Conforme descrevi na primeira parte da reportagem, em 11 de setembro de 2023 foi realizada a IX edição do workshop do Grupo de Estudos Interdisciplinares em Ciência e Tecnologia, no Instituto de Geociências da Unicamp. Depois de uma primeira parte do evento dedicada a um café da manhã coletivo e de uma palestra de abertura do líder do grupo, Marko Monteiro, os 17 selecionados foram divididos em três grupos menores, cada um deles liderados por dois pesquisadores e uma pesquisadora externos convidados.
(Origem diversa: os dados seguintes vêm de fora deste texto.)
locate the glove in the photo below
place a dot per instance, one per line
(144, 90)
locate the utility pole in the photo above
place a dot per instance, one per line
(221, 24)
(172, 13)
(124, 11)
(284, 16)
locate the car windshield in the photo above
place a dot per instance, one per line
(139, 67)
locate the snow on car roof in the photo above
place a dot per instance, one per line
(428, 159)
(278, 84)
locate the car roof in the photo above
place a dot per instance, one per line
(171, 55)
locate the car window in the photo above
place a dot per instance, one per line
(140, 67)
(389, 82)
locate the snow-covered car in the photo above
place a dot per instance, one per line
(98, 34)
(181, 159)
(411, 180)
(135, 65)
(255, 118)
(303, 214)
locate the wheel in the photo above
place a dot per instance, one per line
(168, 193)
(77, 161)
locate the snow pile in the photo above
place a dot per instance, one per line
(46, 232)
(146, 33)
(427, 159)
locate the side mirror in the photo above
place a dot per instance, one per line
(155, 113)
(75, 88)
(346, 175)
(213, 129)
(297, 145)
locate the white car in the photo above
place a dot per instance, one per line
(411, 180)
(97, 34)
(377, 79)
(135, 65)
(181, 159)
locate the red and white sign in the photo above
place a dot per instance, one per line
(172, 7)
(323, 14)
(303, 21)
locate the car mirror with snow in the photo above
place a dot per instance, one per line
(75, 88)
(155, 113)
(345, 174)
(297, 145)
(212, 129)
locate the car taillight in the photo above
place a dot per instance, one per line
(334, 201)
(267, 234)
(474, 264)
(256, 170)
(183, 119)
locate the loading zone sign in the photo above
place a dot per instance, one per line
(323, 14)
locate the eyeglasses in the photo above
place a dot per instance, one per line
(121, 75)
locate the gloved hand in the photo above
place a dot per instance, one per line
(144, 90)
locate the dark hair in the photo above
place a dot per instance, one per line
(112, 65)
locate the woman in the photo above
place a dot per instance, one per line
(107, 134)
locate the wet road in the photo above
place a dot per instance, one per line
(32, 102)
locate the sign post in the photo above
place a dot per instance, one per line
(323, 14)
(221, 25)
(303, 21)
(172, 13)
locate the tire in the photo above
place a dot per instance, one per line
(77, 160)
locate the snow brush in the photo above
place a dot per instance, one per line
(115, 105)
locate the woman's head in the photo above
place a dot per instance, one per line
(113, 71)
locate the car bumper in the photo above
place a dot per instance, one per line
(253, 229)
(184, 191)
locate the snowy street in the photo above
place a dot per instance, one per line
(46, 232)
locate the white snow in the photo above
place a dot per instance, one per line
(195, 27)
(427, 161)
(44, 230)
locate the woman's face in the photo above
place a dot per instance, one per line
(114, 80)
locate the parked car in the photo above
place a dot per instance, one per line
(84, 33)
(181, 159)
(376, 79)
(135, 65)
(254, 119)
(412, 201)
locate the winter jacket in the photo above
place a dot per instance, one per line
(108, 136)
A divisão foi feita com base nas pesquisas dos participantes, conforme descrição feita no formulário de inscrição. Jean Miguel, professor recém-contratado pelo Instituto de Geociências da Unicamp, liderou o grupo sobre pesquisa etnográfica. Tiago Duarte, do departamento de sociologia da UnB e atual pesquisador de pós-doutorado na Unicamp, liderou o grupo sobre pesquisa teórica e meta-teórica. Finalmente, Rosana Monteiro, professora da Faculdade de Artes Visuais da UFG e pesquisadora associada ao DPCT, liderou o grupo sobre pesquisa documental e entrevistas. Na parte da tarde, cada um dos grupos apresentou uma síntese das discussões internas para todos os presentes, seguido de um debate.
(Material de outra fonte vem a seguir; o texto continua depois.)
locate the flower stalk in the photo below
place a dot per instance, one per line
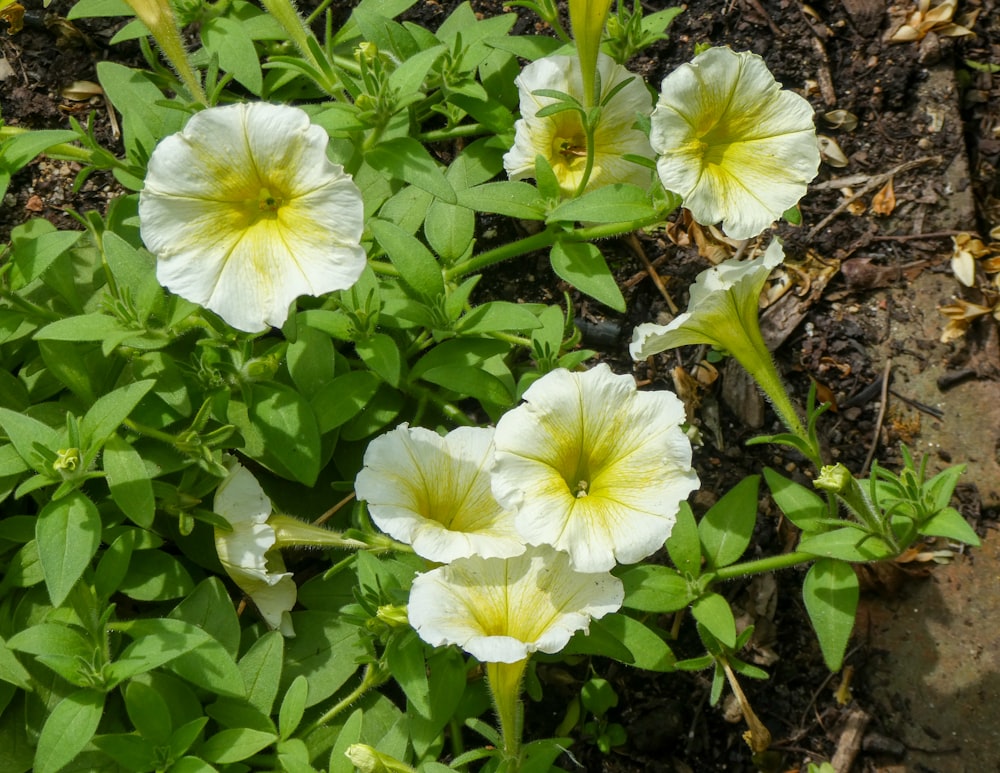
(159, 18)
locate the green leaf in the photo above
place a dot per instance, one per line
(24, 432)
(228, 746)
(647, 649)
(293, 706)
(344, 398)
(68, 729)
(404, 158)
(381, 354)
(149, 712)
(210, 608)
(951, 524)
(583, 266)
(311, 359)
(11, 670)
(684, 544)
(714, 612)
(237, 54)
(325, 649)
(652, 588)
(20, 149)
(418, 267)
(848, 543)
(617, 203)
(155, 576)
(261, 669)
(68, 533)
(471, 382)
(450, 229)
(726, 529)
(514, 199)
(289, 430)
(830, 593)
(110, 410)
(33, 255)
(496, 316)
(801, 506)
(128, 480)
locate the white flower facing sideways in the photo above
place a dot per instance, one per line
(246, 551)
(594, 467)
(560, 138)
(433, 493)
(732, 144)
(501, 610)
(245, 213)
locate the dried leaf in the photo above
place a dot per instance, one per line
(81, 91)
(841, 119)
(884, 202)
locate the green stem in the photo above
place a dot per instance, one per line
(763, 565)
(505, 685)
(374, 676)
(547, 238)
(465, 130)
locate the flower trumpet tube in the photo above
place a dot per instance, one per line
(732, 144)
(159, 19)
(594, 467)
(433, 493)
(247, 551)
(722, 312)
(587, 18)
(244, 213)
(584, 155)
(502, 610)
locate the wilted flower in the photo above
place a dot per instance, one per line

Grupo 1: teoria e meta-teoria
O grupo sobre teoria e meta-teoria foi liderado pelo professor Tiago Duarte, da UnB. Atualmente ele está fazendo estágio de pós-doc no Departamento de Política Científica e Tecnológica, junto ao GEICT, mas suas conexões com o grupo são bem mais antigas. "Eu conheço o Marko tem mais ou menos 10 anos. Nos conhecemos em uma 4S (importante evento que ocorreu em Copenhagen) e, depois, nos reencontramos em vários congressos. Já estive em Campinas e SP anteriormente em eventos organizados por ele e pelo Jean Miguel, assim como o Marko já foi a Brasília algumas vezes para eventos de que participei da organização. Já publicamos juntos também".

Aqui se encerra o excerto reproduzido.